On November 27, the DeepSeek team released a massive 236B parameter model called DeepSeek-Math-V2 on Hugging Face, using a MoE architecture with only 21B active parameters, and expanding the context length to 128K tokens. The official Apache 2.0 weights were also released, with no commercial restrictions, which immediately overwhelmed the server bandwidth.
Overview of mathematical performance (zero-shot CoT):
- Achieved 75.7% on the MATH benchmark, nearly matching GPT-4o (76.6%);
- Solved 4 out of 30 problems in AIME2024, more than Gemini 1.5 Pro and Claude-3-Opus;
- Achieved 53.7% on Math Odyssey, also ranking among the top tier.
The core secret of the model is the "self-validation" dual engine: the Generator first produces a draft, and the Verifier checks line by line, sending errors back for rewriting, with up to 16 iterations, suppressing hallucinations through majority voting and meta-verification. The training corpus reached 100 billion tokens, including papers, competition questions, and synthetic data, and introduced GRPO reinforcement learning to align with human preferences.

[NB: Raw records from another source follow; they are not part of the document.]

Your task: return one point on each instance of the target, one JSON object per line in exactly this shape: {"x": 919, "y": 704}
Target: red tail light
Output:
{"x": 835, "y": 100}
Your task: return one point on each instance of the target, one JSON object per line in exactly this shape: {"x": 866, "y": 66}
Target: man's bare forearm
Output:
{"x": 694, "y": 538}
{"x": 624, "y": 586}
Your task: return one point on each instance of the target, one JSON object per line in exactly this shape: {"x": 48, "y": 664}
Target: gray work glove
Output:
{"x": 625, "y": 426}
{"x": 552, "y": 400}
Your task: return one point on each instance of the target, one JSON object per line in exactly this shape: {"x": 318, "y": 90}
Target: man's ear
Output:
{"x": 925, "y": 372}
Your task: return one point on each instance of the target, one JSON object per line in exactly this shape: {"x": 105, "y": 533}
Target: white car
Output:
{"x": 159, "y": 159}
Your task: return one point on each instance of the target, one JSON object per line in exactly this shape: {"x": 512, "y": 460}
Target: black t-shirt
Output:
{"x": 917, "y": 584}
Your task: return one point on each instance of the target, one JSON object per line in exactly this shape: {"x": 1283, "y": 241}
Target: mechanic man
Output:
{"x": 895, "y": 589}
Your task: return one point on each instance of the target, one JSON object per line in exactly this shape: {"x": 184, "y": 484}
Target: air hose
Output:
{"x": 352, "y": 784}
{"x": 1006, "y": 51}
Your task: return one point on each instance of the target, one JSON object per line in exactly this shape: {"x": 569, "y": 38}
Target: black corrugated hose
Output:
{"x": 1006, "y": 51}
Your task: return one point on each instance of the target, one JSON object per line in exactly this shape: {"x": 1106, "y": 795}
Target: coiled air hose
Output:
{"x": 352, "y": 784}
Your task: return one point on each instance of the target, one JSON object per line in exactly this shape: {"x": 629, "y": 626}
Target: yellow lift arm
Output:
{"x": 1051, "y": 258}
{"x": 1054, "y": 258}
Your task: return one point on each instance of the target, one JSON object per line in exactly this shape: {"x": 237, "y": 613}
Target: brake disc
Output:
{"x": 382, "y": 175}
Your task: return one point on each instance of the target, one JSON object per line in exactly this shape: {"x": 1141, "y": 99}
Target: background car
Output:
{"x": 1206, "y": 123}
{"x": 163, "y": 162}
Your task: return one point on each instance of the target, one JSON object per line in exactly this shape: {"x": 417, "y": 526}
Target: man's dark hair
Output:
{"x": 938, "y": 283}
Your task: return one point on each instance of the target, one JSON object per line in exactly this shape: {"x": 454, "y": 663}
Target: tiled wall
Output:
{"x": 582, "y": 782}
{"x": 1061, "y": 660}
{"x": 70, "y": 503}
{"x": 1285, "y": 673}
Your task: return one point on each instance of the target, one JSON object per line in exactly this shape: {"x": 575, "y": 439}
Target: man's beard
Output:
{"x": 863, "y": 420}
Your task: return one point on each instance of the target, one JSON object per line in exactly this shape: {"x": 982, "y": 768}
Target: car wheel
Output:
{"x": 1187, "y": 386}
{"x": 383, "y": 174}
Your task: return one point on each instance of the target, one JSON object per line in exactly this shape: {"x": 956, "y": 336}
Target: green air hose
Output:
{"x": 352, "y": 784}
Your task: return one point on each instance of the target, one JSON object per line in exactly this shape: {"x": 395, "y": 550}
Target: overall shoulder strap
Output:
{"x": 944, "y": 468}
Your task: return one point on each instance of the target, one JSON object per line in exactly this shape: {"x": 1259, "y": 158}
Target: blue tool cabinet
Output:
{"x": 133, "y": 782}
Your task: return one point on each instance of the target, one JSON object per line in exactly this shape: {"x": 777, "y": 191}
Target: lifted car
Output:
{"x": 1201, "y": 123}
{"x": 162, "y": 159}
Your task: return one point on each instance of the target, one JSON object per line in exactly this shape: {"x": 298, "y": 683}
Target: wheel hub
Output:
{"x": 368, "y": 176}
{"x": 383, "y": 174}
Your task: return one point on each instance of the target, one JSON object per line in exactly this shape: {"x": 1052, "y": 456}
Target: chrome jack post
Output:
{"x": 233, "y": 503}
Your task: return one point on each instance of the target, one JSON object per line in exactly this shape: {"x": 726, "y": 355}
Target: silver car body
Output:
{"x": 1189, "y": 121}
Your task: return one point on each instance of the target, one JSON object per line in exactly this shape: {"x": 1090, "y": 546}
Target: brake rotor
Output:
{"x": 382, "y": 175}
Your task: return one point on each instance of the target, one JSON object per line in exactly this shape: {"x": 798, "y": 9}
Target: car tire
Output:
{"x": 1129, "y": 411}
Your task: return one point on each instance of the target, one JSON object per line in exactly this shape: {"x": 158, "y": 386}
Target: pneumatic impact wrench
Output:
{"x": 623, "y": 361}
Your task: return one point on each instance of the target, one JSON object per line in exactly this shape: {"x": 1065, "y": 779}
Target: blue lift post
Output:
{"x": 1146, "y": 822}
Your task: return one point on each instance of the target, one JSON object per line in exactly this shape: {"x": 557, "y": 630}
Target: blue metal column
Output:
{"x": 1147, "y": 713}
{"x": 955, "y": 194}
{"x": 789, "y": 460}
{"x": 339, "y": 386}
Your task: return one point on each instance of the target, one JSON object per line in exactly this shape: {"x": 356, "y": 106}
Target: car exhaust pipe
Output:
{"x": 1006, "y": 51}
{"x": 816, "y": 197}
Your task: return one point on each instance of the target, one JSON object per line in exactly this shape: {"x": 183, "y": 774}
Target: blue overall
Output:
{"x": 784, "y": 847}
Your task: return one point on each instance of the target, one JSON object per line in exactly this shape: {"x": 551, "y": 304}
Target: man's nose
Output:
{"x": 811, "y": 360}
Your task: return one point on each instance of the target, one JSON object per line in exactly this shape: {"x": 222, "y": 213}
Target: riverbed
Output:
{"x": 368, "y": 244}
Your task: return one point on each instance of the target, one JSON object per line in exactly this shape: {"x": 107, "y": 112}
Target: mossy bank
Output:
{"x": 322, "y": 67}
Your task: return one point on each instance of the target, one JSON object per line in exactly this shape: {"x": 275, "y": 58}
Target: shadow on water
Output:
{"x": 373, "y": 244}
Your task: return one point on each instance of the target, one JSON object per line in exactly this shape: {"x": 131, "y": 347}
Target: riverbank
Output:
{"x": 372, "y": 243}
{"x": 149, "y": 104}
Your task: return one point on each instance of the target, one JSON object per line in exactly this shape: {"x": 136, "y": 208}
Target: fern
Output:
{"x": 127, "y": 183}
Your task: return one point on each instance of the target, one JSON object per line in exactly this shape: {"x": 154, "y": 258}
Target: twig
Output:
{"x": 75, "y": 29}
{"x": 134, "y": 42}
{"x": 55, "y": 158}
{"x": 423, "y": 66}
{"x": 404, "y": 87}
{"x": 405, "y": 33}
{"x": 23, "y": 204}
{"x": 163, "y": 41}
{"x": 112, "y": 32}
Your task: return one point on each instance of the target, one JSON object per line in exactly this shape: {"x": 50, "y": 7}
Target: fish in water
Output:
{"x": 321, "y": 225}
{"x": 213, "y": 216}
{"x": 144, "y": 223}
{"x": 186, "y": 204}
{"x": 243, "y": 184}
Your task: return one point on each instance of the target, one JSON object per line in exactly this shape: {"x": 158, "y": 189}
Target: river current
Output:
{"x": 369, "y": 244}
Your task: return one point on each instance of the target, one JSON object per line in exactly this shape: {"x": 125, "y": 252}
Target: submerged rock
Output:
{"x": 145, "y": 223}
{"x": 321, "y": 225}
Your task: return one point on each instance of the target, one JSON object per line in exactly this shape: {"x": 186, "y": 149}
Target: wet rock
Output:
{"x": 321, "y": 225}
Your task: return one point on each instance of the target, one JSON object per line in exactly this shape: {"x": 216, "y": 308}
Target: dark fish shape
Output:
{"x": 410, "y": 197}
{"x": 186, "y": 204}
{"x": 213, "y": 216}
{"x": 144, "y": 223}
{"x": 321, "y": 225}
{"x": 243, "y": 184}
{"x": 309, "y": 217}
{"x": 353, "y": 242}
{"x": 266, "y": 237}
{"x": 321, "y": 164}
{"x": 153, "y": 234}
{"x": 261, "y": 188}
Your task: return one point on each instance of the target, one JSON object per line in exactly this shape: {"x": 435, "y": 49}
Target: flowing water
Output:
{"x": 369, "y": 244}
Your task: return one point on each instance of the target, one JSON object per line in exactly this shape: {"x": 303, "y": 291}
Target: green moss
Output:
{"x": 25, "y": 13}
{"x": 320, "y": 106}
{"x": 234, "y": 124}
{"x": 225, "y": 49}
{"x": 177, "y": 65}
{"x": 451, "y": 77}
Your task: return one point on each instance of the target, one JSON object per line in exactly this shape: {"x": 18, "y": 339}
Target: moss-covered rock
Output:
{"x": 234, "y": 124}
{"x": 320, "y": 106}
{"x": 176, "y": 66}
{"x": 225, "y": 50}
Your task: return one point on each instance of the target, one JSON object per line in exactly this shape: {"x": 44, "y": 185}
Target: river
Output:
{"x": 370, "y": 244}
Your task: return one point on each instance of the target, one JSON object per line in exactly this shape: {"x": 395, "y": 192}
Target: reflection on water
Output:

Thanks to the mixed code-math corpus, DeepSeek-Math-V2 is also powerful in programming: 90.2% on HumanEval, 76.2% on MBPP, and SWEBench saw an open-source model break the 10% barrier for the first time, directly competing with GPT-4-Turbo and Claude 3 Opus.
The model is now available on Hugging Face, requiring only 80GB of GPU memory for multi-GPU inference; community reproductions are rapidly underway. If you want to give AI a "math gold medal" brain, all you need is one line of `transformers` loading—domestic open source once again cracks the moat of closed-source giants down to microscopic cracks.